Of 37 492 patients in the ATRIA‐CVRN cohort, 23 394 were invited to complete a 35‐item health questionnaire because they were alive at the time of questionnaire administration (May 1, 2010 and September 30, 2010), were active health plan members, had a valid mailing address or telephone number, and had not been prescribed warfarin ≥90 days before questionnaire administration (to focus only on presumed incident cases of AF). The questionnaire solicited information about personal and family medical history, self‐rated health, personal health behaviors, sociodemographic characteristics, anthropometrics, and overall health literacy.

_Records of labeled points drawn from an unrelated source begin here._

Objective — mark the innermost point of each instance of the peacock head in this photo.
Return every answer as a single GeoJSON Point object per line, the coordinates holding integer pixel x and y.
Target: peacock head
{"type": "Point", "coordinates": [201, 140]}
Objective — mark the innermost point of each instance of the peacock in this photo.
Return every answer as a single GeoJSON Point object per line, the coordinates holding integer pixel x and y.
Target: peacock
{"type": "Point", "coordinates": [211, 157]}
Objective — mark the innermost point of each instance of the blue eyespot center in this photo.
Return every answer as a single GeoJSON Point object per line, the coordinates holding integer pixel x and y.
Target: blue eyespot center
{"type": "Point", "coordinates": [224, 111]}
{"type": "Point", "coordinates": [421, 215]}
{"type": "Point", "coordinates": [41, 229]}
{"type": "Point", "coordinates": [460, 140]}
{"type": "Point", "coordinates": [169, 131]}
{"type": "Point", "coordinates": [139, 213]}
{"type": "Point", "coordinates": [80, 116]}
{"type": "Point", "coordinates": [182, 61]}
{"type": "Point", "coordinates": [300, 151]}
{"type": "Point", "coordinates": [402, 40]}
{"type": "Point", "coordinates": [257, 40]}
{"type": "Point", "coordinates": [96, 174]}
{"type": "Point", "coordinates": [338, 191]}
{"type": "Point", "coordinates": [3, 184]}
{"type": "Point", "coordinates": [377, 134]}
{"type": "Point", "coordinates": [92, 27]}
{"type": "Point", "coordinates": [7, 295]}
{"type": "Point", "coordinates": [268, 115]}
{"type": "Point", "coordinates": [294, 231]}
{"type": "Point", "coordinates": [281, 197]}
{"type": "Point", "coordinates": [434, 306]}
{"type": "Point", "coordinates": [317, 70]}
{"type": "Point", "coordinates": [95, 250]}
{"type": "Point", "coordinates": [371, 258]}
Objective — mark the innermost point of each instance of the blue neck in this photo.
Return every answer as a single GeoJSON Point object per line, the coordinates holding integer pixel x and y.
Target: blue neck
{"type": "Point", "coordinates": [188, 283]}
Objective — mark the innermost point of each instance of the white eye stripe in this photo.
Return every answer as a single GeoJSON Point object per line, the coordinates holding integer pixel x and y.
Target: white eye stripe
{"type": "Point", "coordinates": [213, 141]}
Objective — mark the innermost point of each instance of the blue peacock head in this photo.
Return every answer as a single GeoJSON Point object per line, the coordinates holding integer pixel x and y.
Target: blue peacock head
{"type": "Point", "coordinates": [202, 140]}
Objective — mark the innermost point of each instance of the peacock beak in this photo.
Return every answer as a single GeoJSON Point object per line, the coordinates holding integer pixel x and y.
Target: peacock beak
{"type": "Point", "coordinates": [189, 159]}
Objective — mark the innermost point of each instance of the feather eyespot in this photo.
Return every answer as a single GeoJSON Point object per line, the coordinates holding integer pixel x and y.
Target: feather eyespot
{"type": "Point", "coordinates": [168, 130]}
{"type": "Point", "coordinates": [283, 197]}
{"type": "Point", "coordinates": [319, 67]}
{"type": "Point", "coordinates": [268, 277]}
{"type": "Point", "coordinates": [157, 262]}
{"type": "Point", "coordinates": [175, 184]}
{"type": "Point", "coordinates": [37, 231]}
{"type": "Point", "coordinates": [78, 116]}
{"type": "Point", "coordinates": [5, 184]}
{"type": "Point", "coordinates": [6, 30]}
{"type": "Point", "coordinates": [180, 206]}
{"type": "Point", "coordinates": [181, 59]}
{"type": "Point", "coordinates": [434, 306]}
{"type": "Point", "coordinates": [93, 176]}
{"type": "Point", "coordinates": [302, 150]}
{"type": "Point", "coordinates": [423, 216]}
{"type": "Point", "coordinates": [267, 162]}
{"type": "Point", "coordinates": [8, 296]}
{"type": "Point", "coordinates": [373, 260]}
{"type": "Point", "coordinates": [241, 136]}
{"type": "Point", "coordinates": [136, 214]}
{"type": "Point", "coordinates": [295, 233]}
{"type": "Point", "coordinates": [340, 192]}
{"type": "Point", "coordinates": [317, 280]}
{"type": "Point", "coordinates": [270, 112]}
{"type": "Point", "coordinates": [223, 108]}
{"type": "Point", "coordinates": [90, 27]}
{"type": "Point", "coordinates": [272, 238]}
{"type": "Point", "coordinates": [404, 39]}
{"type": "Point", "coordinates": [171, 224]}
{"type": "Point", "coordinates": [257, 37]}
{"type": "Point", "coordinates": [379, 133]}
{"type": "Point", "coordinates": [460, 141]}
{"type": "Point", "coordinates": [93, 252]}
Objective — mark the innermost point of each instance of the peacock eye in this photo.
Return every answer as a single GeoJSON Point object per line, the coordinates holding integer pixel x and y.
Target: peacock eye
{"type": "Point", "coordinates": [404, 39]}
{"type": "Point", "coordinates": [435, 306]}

Complete questionnaires were obtained from 13 140 (56.2%) patients, with 9677 (73.6%) completing the questionnaire by mail and 3463 (26.4%) by telephone with a professional interviewer. Mailed questionnaires were available in 3 languages (English, Spanish, and Mandarin) and telephone questionnaires were conducted in either English or Spanish. The median length of time (interquartile range) between being diagnosed with AF or atrial flutter and questionnaire completion was 2.65 years (1.0 years). Patients who were missing data to assess their health literacy (n=471), awareness of an AF diagnosis (n=122), or both (n=30) were excluded. The final analytic cohort for this study included 12 517 patients.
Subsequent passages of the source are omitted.